Baru saja kemarin postingan Banjir Embun membicarakan tentang anjing. Disusul hari ini mengulas tentang film yang tokoh utamanya seekor anjing. Padahal tulisan berjudul "Terlalu Sibuk Menggonggongi Orang Lain, Padahal..." yang ditulis kemarin itu tidak ada kesengajaan untuk menyambut film ini. Sebab, judul film The Call of the Wild saja baru kami ketahui pagi ini. Terus langsung kami tonton siang ini.
Film yang tayang perdana di hari sabtu ini sangat ramah dengan anak. Tidak ada adegan rayuan, ciuman, cumbuan, maupun seks. Murni sebuah film petualangan. Bukan petualangan manusia tapi seekor anjing besar yang kuat. Hanya ada beberapa adegan kekerasan. Itupun sangat minim dan banyak "sensor". Ada suara dan bayangan pukulan langsung tiba-tiba ada yang tergeletak.
Film The Call of the Wild merupakan film yang fokus pada penokohan anjing. Bahkan teknologi animasi canggih pada beberapa binatang nampak begitu nyata. Sangat lembut dan detail. Bagi kalian yang anti film yang menampilkan pakaian cewek terbuka atau vulgar jangan khawatir. Film ini tidak mengeksploitasi fisik perempuan. Namun, itu bukan berarti tidak ada ceweknya sama sekali.
Teknologi animasi sangat membantu sekali untuk membangun kesan karakter anjing yang mendalam. Bisa menimbulkan tawa, haru, hingga seakan-akan tokoh utama yang seekor anjing itu punya jiwa. Meski demikian, sisi "keanjingan" pada tokoh utama tetap menonjol. Yakni, ia cenderung menuruti nafsu makan dan naluri kebinatangannya.
Tak seperti di film berkarakter hewan maupun fabel (cerita bergambar berupa hewan yang berkarakter seperti manusia), dalam film The Call of the Wild perikehewanan masih ada. Pada awalnya tokoh utama tak bisa menahan diri untuk berperilaku "sopan". Ia tak tahu mana benar dan mana salah. Pun tak tahu mana yang baik dan mana yang buruk. Di awal film ia digambarkan sebagai hewan peliharaan yang nakal.
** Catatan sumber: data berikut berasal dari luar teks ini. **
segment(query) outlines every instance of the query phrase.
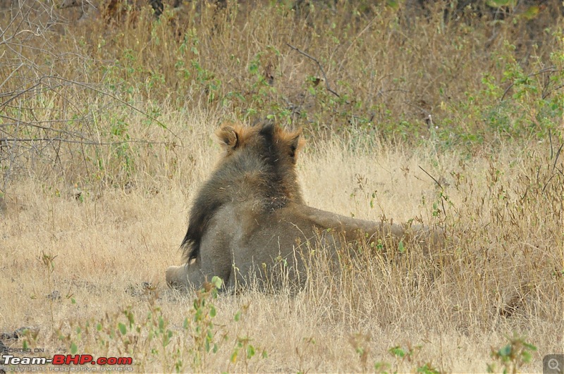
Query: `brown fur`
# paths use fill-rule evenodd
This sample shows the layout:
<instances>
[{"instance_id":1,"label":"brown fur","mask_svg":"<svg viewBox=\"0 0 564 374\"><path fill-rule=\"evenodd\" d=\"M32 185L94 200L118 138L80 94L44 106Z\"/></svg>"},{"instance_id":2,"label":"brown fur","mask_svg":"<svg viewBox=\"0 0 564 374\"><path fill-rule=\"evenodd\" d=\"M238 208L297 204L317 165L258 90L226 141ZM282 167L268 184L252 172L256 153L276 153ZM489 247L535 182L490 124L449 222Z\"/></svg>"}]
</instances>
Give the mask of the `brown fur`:
<instances>
[{"instance_id":1,"label":"brown fur","mask_svg":"<svg viewBox=\"0 0 564 374\"><path fill-rule=\"evenodd\" d=\"M311 248L321 246L335 257L359 235L370 241L392 236L441 242L439 232L424 227L406 230L305 205L295 172L303 145L300 131L225 125L216 135L224 156L197 194L182 244L186 264L167 269L171 286L200 287L214 275L230 289L253 278L259 284L274 279L276 286L279 280L267 269L281 261L302 284Z\"/></svg>"}]
</instances>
Keunggulan lain penggunaan animasi canggih yang "nyata" daripada animasi kartun adalah dari sisi kelucuan. Perilaku anjing saat menginjak salju untuk pertama kali sangat terlihat menggelikan. Bila tampilan itu disajikan dalam sebuah animasi kartun maka sensasi lucunya tidak terasa. Terbukti beberapa penonton, terutama kaum hawa, banyak yang dibuat gemes olehnya.
Film ini menceritakan tentang lika-liku perjalanan tokoh utama menemukan jati dirinya. Dari seekor anjing rumahan berubah menjadi pemimpin kawanan. Untuk mencapai itu tidaklah dapat dicapai dengan mudah. Banyak halangan dan rintangan baik dari makhluk hidup maupun dari alam yang menjadikan petualangannya makin seru. Salah satunya saat ia menarik kereta salju sejauh 800 Km di Alaska.
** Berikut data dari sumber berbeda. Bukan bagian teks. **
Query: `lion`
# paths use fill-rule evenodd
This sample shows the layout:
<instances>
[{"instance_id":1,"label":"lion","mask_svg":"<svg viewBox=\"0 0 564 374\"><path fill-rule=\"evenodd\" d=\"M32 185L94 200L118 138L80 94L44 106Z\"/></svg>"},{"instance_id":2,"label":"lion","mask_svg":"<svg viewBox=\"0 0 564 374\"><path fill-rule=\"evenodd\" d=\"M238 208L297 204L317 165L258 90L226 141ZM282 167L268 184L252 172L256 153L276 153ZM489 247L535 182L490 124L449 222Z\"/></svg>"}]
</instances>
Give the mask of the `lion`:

Tokoh utama sebelum hidup bebas di alam liar nasibnya berganti-ganti majikan. Ia menjadi hewan jualan. Dibeli lalu dijual oleh orang satu ke orang yang lain. Terutama saat di Alaska sekitar kutub utara harga anjing seukurannya sangat berharga mahal. Dengan begitu bila tokoh utama tidak digunakan lagi oleh majikannya karena suatu hal maka ia harus dijual agar majikannya tak rugi.
Pada saat itu, Alaska diceritakan dalam film menjadi tempat yang menarik bagi banyak kalangan. Berbagai asal-usul datang ke sana untuk memburu komoditas tambang. Namun, tak semuanya datang ke sana demi uang atau harta. Ada juga yang datang ke sana untuk menyepi. Menjauh dari rumah agar bisa melupakan kenangan masa lalu yang pahit. Masa di mana ia ditinggal mati orang tercintanya.
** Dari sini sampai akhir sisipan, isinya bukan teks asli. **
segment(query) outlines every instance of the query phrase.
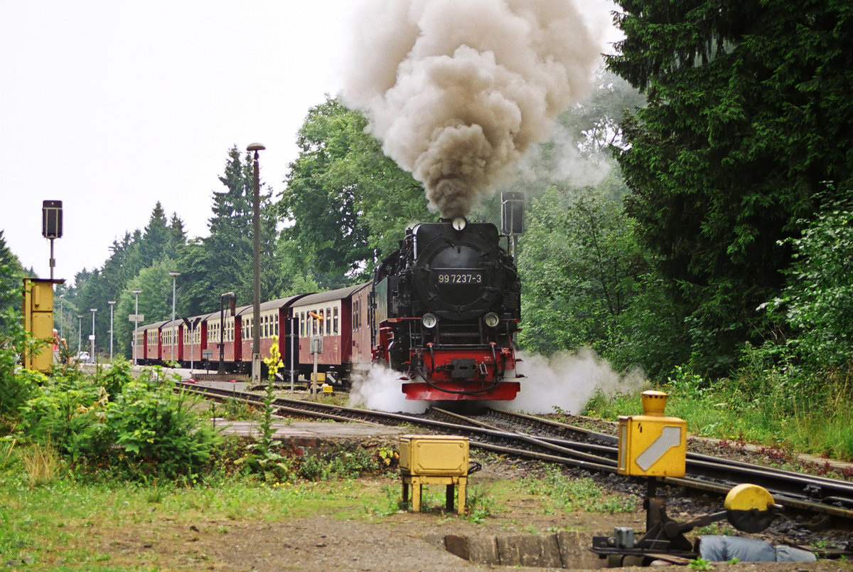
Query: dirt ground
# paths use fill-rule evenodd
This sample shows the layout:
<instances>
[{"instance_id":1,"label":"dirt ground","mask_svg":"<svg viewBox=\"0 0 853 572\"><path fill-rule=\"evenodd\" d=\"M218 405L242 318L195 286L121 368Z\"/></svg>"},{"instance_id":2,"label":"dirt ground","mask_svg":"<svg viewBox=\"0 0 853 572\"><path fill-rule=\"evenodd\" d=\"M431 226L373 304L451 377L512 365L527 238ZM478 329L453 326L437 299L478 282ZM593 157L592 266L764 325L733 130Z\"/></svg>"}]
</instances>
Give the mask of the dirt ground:
<instances>
[{"instance_id":1,"label":"dirt ground","mask_svg":"<svg viewBox=\"0 0 853 572\"><path fill-rule=\"evenodd\" d=\"M528 473L524 466L490 464L475 479L487 482L521 478ZM589 536L611 534L615 526L635 529L645 526L641 509L630 514L548 515L536 499L530 498L511 500L503 509L499 516L480 523L438 510L398 512L380 522L342 520L331 511L278 522L260 519L177 522L155 518L130 528L90 529L87 542L109 555L104 563L111 569L450 571L508 568L476 565L454 556L444 547L447 534L488 537L531 534L533 529L568 529L577 531L582 540L566 563L573 569L584 569L606 564L586 549ZM688 515L671 516L687 520L683 517ZM826 560L809 564L713 564L715 570L728 569L853 571L853 564ZM513 569L557 569L515 566Z\"/></svg>"}]
</instances>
Dari perjalanan yang dilakukan oleh tokoh utama yang awalnya terpaksa dan tidak sengaja itu satu persatu jati dirinya mulai terbentuk. Ia selama ini condong untuk mendengar apa yang dikatakan manusia. Kini ia mulai bisa memutuskan dirinya sendiri. Ia mendengarkan suara hatinya sendiri untuk bertindak. Dibantu oleh sosok misterius "semacam" roh serigala besar yang membimbing setiap langkahnya.
Perlu diketahui tokoh utama memang tak berbicara maupun bergumam. Narator filmlah yang menjelaskan isi hati dan sikap yang diambilnya. Ini sekaligus bisa menambah jarak sehingga kesan sebagai film "fantasi" atau "khayalan" tidak menonjol. Pun, saat aksi tokoh utama menyelamatkan nyawa manusia juga berusaha disajikan sealami mungkin. Layaknya anjing biasa di dunia nyata.
Bagi kalian penyuka pemandangan aurora, yaitu pancaran cahaya berwarna terang/jelas pada langit di daerah kutub, maka kalian akan mendapatkannya. Beberapa adegan di malam hari menjadikan aurora sebagai latar belakang pertunjukkan aksi tokoh film. Selain menimbulkan kesan indah, itu sekaligus juga bikin suasana makin dramatis. Namun, sayangnya tidak banyak musik dalam film ini sehingga kesan dramatisnya kurang mendalam.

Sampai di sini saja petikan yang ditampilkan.